Stephanie explains it beautifully in that Warwick university interview. That drum should have been beat every month for the last 2 years.

The money scarcity crowd have already won regardless of gas prices.Truth is I don't even want him to win he is a mad man. Trump isn't really a money scarcity guy. Might bring peace.

However, it will set MMT back 10 years at least.



Matt Franko said...

It’s back over $3.50 here now…

Matt Franko said...

MMT currently won’t acknowledge the “inflation “ problem… due to political reasons…

Matt Franko said...

Port of Baltimore shut down going to also be “inflationary” short term…

Footsoldier said...

MMT currently won’t acknowledge the “inflation “ problem… due to political reasons…

Watch the interview at Warwick that is all they acknowledged.

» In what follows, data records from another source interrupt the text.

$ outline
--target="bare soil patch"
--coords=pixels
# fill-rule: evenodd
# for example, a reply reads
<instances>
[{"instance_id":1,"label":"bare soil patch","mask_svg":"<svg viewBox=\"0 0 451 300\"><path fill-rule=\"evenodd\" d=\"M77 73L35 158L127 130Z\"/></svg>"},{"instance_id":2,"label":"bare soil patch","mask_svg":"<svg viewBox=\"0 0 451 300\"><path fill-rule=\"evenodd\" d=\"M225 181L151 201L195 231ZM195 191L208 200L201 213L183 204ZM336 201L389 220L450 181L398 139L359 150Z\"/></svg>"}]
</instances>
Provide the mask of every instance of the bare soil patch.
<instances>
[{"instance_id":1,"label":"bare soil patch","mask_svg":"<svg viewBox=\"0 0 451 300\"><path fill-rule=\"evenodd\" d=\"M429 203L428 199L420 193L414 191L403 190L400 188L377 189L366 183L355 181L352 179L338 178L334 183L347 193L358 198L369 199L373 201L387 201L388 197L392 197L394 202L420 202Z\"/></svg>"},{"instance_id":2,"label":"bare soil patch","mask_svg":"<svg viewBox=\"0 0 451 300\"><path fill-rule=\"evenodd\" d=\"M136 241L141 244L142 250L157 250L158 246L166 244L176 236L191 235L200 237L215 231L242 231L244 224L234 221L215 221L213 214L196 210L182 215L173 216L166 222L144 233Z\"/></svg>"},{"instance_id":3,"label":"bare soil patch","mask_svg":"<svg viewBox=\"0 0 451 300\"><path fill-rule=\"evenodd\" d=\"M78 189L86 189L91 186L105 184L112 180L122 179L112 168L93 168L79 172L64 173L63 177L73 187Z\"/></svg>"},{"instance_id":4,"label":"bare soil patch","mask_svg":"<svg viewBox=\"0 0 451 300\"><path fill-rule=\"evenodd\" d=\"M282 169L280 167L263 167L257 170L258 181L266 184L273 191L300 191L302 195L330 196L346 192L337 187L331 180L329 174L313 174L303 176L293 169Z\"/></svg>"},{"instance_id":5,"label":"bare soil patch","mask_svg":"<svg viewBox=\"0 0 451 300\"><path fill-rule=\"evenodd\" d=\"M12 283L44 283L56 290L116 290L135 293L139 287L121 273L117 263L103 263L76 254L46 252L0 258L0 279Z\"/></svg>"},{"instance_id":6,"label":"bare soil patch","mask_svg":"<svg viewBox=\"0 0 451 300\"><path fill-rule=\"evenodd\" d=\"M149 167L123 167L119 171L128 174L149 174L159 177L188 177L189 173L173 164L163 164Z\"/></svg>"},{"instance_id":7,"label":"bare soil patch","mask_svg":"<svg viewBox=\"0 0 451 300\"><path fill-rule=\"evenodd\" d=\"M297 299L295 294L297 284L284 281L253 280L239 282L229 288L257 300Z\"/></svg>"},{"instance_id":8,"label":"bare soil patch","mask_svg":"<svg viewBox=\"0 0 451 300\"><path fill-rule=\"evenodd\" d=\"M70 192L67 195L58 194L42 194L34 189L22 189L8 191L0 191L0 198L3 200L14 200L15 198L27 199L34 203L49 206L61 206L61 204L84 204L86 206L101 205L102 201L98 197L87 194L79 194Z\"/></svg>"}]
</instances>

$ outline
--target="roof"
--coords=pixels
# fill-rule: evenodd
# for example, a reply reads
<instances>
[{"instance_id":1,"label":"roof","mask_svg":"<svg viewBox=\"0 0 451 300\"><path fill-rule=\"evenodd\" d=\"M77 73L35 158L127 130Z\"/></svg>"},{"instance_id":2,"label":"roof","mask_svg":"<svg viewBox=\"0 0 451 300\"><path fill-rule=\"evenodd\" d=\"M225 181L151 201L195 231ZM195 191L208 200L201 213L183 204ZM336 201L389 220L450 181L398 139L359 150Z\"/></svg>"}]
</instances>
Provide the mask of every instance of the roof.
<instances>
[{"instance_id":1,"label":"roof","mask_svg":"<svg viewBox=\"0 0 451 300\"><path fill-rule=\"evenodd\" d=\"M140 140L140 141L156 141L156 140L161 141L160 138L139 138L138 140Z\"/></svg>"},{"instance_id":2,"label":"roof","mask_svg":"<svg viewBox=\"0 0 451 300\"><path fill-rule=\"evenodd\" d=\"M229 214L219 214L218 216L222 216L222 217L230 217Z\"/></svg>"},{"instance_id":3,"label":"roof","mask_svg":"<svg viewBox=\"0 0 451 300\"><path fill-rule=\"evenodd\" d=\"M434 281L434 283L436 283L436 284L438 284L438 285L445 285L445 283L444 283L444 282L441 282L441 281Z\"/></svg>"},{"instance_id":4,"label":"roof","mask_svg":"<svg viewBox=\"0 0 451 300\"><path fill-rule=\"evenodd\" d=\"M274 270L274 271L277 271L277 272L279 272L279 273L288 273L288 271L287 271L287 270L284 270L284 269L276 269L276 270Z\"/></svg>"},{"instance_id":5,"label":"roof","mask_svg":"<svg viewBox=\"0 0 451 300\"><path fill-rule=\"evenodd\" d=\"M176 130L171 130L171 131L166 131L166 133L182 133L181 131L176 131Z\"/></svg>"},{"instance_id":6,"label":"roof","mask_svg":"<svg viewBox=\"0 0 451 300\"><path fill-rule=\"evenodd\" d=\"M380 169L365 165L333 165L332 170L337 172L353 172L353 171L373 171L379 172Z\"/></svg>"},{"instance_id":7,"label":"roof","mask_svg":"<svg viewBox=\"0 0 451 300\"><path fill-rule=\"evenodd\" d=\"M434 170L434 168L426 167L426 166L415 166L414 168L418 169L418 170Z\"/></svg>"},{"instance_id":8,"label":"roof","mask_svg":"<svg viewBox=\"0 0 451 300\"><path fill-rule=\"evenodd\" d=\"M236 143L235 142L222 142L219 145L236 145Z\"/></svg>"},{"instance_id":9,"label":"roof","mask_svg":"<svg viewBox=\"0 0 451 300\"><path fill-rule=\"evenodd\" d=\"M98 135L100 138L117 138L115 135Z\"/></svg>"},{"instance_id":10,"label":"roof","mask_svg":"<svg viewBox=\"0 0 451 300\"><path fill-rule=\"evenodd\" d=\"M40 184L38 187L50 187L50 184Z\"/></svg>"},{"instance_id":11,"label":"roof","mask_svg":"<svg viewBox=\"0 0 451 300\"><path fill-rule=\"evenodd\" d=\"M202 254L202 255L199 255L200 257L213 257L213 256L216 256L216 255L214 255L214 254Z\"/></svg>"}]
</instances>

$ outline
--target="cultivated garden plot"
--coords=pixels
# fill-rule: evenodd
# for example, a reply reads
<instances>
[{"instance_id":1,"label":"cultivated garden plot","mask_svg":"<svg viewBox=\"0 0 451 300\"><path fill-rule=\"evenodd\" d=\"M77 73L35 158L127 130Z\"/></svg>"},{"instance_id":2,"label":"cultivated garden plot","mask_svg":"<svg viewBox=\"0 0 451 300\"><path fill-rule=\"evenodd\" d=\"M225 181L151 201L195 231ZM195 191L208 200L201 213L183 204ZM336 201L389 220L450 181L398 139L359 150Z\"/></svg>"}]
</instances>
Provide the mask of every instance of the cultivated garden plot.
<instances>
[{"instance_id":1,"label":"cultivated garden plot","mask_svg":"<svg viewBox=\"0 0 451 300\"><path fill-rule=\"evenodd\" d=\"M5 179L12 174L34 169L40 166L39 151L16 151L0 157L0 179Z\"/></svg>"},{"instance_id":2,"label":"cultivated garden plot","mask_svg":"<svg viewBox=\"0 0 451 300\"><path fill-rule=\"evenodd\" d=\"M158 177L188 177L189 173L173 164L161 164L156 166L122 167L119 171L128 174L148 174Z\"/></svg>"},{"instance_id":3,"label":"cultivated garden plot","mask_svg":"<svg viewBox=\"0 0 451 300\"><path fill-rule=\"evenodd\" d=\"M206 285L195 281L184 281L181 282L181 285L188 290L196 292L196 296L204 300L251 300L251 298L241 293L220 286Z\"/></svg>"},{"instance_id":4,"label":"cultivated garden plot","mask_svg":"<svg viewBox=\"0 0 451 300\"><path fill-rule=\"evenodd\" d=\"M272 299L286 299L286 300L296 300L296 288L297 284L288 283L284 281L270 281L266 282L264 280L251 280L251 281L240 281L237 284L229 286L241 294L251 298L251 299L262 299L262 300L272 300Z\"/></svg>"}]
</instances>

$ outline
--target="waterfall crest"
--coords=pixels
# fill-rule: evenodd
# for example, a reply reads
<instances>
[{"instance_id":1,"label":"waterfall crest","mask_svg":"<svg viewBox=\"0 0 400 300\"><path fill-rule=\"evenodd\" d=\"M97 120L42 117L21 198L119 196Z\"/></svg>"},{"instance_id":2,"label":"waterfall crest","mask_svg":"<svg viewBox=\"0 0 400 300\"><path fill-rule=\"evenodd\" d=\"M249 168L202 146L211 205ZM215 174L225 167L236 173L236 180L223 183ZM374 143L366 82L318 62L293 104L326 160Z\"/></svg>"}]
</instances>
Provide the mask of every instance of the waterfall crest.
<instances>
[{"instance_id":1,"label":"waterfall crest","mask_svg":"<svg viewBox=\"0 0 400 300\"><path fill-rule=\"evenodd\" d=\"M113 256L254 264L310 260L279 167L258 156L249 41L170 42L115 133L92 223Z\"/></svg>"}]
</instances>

There was no GOTCHA moment.

Footsoldier said...

Voters have been brainwashed about it. As they never had to suffer what the money scarcity guys would have inflicted on them. Don't have to experience another lost decade and huge job losses.

They are so spoiled in the West they moan about a little bit of inflation. The whole economy was shut down ffs.

Oh boy did the media make hay with it. While completely ignoring the alternative. What that would have looked like.

The money scarcity guys don't give a shit about job losses as they actually believe people can be moved around the economy like ignots of steel. Believe the private sector is always sitting ready with the cheque book open ready to hire the unemployed. Which is never the case.